The most common trees in the forests are quebracho colorado (Schinopsis balansae) and quebracho blanco (Aspidosperma quebracho-blanco), together with guayacán (Caesalpinia paraguariensis), espina corona (Gleditsia amorphoides), urunday (Myracrodruon balansae), viraró (Ruprechtia laxiflora), palo piedra (Diplokeleba floribunda), guayaibí (Patagonula americana), zapallo caspini (Pisonia zapallo), lapacho negro (Tabebuia ipe), palo borracho del flor rosada (Chorisia speciosa), and itin (Prosopis kuntzei).

==Fauna==
Native mammals include puma (Puma concolor), jaguar (Panthera onca), maned wolf (Chrysocyon brachyurus), red brocket (Mazama americana), gray brocket (Mazama gouazoubira), marsh deer (Blastocerus dichotomus), pampas deer (Ozotoceros bezoarticus), White-lipped peccary (Tayassu pecari), collared peccary (Tayassu tajacu), giant anteater (Mymercophaga tridactyla), capybara (Hydrochaerys hydrochaeris), black howler monkey (Alouatta caraya), and Azara’s night monkey (Aotus azarae).

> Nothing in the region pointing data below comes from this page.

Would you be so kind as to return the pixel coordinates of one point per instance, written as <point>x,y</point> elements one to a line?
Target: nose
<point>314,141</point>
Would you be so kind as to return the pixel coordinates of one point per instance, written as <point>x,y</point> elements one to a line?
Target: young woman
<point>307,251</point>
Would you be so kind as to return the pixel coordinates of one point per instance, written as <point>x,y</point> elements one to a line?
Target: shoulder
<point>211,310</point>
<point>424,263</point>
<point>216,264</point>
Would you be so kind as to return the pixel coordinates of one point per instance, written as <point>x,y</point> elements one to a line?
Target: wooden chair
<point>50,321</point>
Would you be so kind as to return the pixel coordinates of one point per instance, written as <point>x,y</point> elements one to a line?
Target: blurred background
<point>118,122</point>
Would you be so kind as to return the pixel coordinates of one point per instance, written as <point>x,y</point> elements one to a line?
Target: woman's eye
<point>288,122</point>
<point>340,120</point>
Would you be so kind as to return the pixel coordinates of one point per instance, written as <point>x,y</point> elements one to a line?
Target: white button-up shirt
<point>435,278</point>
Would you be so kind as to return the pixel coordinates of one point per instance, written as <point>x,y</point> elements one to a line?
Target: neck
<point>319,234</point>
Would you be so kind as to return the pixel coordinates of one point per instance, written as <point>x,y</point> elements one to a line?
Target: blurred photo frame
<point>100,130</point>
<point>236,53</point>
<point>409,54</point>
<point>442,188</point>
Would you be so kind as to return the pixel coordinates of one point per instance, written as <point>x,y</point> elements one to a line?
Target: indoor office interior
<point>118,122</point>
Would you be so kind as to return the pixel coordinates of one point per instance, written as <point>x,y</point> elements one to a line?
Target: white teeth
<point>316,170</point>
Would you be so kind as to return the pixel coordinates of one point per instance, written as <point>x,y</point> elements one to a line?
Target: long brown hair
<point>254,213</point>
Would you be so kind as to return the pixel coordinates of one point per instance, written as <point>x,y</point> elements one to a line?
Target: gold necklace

Birds species include the greater rhea or ñandú (Rhea americana), undulated tinamou (Crypturellus undulatus), savanna hawk (Buteogallus meridionalis), and pale-crested woodpecker (Celeus lugubris).

==Protected areas==
A 2017 assessment found that 35,949 km², or 12% of the ecoregion, lies in protected areas.

Protected areas include Chaco National Park, Río Pilcomayo National Park, and Mburucuyá National Park in Argentina, and Ypoá National Park in Paraguay. The Iberá Wetlands, located in the southeast of the ecoregion adjacent to the Southern Cone Mesopotamian savanna, are protected by Argentina's Iberá Provincial Reserve and Iberá National Park.